Victoria Atkins is the new Secretary of State for Health and Social Care, replacing Steve Barclay who has moved to the Department for Environment, Food, and Rural Affairs. While perhaps a lesser known figure outside of Westminster, Atkins has been quietly impressing at each Department she’s been a Minister in. She’s perceived as highly capable and, importantly in the current political context, collaborative with colleagues.
When it comes to the Conservatives’ key priority of cutting NHS waiting lists, Atkins’ experience in the Treasury will put her in good stead. Strikes at every level in the NHS, while not being responsible for long waiting lists, have certainly held the Government back in its attempts to reduce them. Any sort of deal with striking workers must be agreed by the Treasury, and Atkins will be well placed to negotiate.
Will the reshuffled Cabinet affect the Party’s fortunes?
When it comes to holding together the electoral coalition that the Conservatives won in 2019, it’s hard to see how the reshuffle will help. Cameron’s history as the face of the Remain campaign during the 2016 referendum will not help Sunak’s attempts to hold onto Red Wall voters, prompting the question of whether the PM has given up on doing so.
With the departure of Suella Braverman, all the great offices of state are now held, once again, by men. This is the first time that this has been the case since the Conservatives initially came to power in 2010. Of these, all four attended private school and only one – James Cleverly – did not study PPE at Oxford.

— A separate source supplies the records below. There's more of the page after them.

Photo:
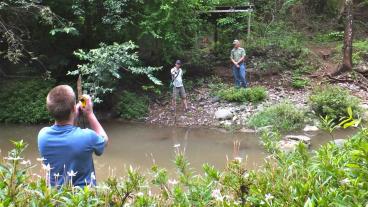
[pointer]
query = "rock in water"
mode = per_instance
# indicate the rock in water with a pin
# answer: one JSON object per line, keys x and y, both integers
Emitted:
{"x": 309, "y": 128}
{"x": 306, "y": 140}
{"x": 224, "y": 114}
{"x": 288, "y": 146}
{"x": 245, "y": 130}
{"x": 215, "y": 99}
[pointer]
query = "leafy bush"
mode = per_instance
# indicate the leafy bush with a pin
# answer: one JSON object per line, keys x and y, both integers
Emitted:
{"x": 233, "y": 94}
{"x": 332, "y": 176}
{"x": 24, "y": 101}
{"x": 333, "y": 101}
{"x": 298, "y": 177}
{"x": 283, "y": 116}
{"x": 102, "y": 67}
{"x": 360, "y": 51}
{"x": 132, "y": 106}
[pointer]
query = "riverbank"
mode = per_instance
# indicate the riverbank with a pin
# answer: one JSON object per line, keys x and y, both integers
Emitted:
{"x": 203, "y": 105}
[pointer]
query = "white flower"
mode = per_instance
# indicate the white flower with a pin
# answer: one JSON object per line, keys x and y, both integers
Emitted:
{"x": 239, "y": 159}
{"x": 268, "y": 196}
{"x": 93, "y": 176}
{"x": 345, "y": 181}
{"x": 173, "y": 182}
{"x": 36, "y": 175}
{"x": 13, "y": 158}
{"x": 41, "y": 159}
{"x": 72, "y": 173}
{"x": 24, "y": 162}
{"x": 217, "y": 195}
{"x": 47, "y": 167}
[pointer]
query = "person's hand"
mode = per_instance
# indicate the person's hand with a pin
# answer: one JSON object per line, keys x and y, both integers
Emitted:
{"x": 87, "y": 108}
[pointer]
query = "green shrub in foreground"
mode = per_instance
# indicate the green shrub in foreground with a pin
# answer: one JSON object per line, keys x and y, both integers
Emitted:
{"x": 284, "y": 116}
{"x": 333, "y": 101}
{"x": 254, "y": 94}
{"x": 331, "y": 176}
{"x": 132, "y": 106}
{"x": 24, "y": 101}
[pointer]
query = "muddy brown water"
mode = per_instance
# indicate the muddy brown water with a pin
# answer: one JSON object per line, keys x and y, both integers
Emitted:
{"x": 140, "y": 145}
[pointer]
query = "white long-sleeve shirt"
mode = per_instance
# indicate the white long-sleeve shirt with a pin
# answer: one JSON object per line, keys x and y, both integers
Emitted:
{"x": 177, "y": 73}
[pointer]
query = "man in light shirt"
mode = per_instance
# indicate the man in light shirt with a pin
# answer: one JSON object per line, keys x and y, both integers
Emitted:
{"x": 237, "y": 57}
{"x": 66, "y": 148}
{"x": 178, "y": 87}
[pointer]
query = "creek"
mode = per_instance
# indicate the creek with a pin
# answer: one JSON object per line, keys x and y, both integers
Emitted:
{"x": 140, "y": 145}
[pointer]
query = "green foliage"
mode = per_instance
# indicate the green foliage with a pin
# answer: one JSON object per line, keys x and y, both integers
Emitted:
{"x": 254, "y": 94}
{"x": 331, "y": 176}
{"x": 174, "y": 25}
{"x": 24, "y": 101}
{"x": 105, "y": 64}
{"x": 132, "y": 106}
{"x": 333, "y": 101}
{"x": 360, "y": 51}
{"x": 283, "y": 116}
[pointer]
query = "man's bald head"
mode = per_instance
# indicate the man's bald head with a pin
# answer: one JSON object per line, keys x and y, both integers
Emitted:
{"x": 60, "y": 102}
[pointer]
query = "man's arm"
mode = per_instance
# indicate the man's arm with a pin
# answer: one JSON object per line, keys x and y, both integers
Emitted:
{"x": 92, "y": 120}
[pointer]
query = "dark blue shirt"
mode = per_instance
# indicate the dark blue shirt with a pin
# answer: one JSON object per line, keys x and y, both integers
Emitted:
{"x": 70, "y": 148}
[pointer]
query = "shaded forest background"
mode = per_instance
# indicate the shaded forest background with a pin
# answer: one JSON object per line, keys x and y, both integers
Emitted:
{"x": 130, "y": 45}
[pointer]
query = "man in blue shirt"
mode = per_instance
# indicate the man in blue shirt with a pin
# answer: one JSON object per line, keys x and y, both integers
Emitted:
{"x": 67, "y": 148}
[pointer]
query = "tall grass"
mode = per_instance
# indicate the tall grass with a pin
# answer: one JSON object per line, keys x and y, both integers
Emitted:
{"x": 330, "y": 176}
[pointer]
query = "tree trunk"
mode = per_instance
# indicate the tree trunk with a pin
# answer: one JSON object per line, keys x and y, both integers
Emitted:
{"x": 347, "y": 62}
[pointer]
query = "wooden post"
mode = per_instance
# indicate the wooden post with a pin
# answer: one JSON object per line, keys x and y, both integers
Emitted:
{"x": 249, "y": 18}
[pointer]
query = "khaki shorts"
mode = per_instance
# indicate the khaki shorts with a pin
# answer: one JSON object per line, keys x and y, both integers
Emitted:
{"x": 180, "y": 91}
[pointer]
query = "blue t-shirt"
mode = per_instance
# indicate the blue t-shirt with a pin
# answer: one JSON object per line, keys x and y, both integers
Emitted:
{"x": 70, "y": 148}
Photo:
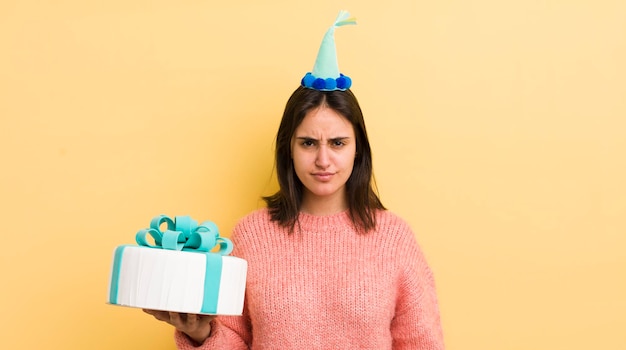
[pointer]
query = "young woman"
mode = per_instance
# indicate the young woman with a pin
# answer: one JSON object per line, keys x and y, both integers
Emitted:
{"x": 328, "y": 266}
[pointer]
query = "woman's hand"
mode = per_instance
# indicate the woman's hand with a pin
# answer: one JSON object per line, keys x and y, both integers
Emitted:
{"x": 197, "y": 327}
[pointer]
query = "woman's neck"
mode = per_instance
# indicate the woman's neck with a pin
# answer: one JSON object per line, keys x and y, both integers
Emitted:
{"x": 325, "y": 205}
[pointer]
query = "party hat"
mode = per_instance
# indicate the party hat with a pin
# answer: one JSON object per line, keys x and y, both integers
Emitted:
{"x": 325, "y": 75}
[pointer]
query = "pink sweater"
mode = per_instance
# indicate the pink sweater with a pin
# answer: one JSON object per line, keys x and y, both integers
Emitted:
{"x": 329, "y": 287}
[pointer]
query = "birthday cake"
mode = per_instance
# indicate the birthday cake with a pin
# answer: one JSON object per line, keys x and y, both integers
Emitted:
{"x": 184, "y": 268}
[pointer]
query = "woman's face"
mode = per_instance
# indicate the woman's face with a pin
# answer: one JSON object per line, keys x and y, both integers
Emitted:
{"x": 323, "y": 149}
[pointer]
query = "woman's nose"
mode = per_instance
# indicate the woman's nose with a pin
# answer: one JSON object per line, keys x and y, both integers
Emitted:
{"x": 322, "y": 159}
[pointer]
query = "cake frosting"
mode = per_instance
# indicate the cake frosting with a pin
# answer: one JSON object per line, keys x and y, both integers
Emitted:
{"x": 184, "y": 268}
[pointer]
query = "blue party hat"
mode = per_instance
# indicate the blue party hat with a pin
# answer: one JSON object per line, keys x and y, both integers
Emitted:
{"x": 325, "y": 75}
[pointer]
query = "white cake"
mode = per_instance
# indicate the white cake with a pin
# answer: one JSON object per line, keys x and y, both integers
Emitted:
{"x": 186, "y": 281}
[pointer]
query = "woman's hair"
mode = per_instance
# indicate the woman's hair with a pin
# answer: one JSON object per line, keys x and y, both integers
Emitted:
{"x": 284, "y": 205}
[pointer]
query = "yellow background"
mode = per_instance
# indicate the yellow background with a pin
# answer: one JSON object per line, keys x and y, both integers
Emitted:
{"x": 498, "y": 130}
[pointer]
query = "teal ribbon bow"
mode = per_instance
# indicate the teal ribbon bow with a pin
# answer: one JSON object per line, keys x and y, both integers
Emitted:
{"x": 184, "y": 233}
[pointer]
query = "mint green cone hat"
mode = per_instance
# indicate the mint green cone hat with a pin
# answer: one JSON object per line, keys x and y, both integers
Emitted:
{"x": 325, "y": 75}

It seems Sunak may not have paid as much heed to the message this sends as he should, as some in the media have pointed out.
Overall, the Ministerial changes appear more focused on bringing rising stars up through the Party than reviving Sunak’s electoral chances. This is undoubtedly important to build experience among MPs should they lose the next election. However, the lack of high-profile Ministers in Northern seats suggests that Sunak is focused on maintaining safe, Blue Wall seats rather than the broad coalition which saw the Conservatives win in 2019.